Logré calmarla un poco y le sugerí que nos viésemos otro día. Así que la llevé de vuelta al hospital.

Entré con ella en el edificio. La lluvia seguía empapando las aceras. Instintivamente me dirigí a la capilla. Ana me seguía. Estuve dentro, durante una media hora, pidiendo por Miguel y por su madre. Me pareció que Ana hacía lo mismo y distinguí en su mirada un chispazo distinto. Al salir, antes de que nos marchásemos cada uno por nuestro lado, me pidió que le escuchara.

-Ya me he tranquilizado. He pensado lo que me has dicho y… Creo que… -le costaba encontrar las palabras-. Creo que tie…

Mi busca le cortó, me devolvió a la realidad de todos los días. A pesar de que ya había acabado mi turno, me vi en la obligación de acudir. Subí a la habitación 118. Debía tratarse de un fallo cardíaco. Entré y me abrí paso entre el revuelo de enfermeras. Entonces caí en la cuenta de que aquella era la habitación de Miguel. Su cara serena contrastaba con el revuelo que producía el sonido de las máquinas que mostraban sus constantes vitales. Tres veces intenté reanimarle, y tres fueron las veces que me maldije por fallar.

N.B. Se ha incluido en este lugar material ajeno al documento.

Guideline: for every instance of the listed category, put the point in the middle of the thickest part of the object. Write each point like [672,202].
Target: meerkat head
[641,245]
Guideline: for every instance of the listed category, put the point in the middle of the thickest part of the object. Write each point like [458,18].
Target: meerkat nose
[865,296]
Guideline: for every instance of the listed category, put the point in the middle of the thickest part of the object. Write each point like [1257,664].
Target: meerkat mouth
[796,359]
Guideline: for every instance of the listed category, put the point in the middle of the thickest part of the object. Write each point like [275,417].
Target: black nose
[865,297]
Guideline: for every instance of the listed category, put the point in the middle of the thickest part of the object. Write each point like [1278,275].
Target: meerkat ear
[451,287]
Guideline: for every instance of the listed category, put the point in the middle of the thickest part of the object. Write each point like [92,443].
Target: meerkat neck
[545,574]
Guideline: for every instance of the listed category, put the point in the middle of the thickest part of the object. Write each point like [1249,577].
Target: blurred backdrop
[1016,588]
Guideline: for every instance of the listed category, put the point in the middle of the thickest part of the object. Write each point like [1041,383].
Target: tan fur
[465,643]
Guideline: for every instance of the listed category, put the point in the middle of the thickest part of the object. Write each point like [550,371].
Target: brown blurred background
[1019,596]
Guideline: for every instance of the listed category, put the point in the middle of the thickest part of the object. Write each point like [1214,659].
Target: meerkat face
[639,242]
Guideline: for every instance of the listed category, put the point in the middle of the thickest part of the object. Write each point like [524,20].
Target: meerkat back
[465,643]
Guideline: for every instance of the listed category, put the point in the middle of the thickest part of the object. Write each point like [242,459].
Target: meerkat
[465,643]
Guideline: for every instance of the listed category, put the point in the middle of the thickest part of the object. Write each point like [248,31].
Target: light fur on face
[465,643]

-¡Carga! -le grité a la enfermera-. ¡Pon la cuarta! Maldita sea, ¡ponla!

Entonces lo escuché. El agudo pitido se me hacía insoportable. Aún con las palas en las manos miré a la puerta. Ana se tapaba la boca y se agarraba de los pelos. Había comprendido la estupidez que suponía pensar que iba a estar mejor tras la muerte de su hijo. Busqué su mirada, pero estaba lejos. Depositando las palas, me acerqué y la abracé. En un grito soltó toda su conmoción. Acto seguido, sentí que se llenaba de paz. Miguel había muerto y, con su última exhalación, le había devuelto la vida a su madre.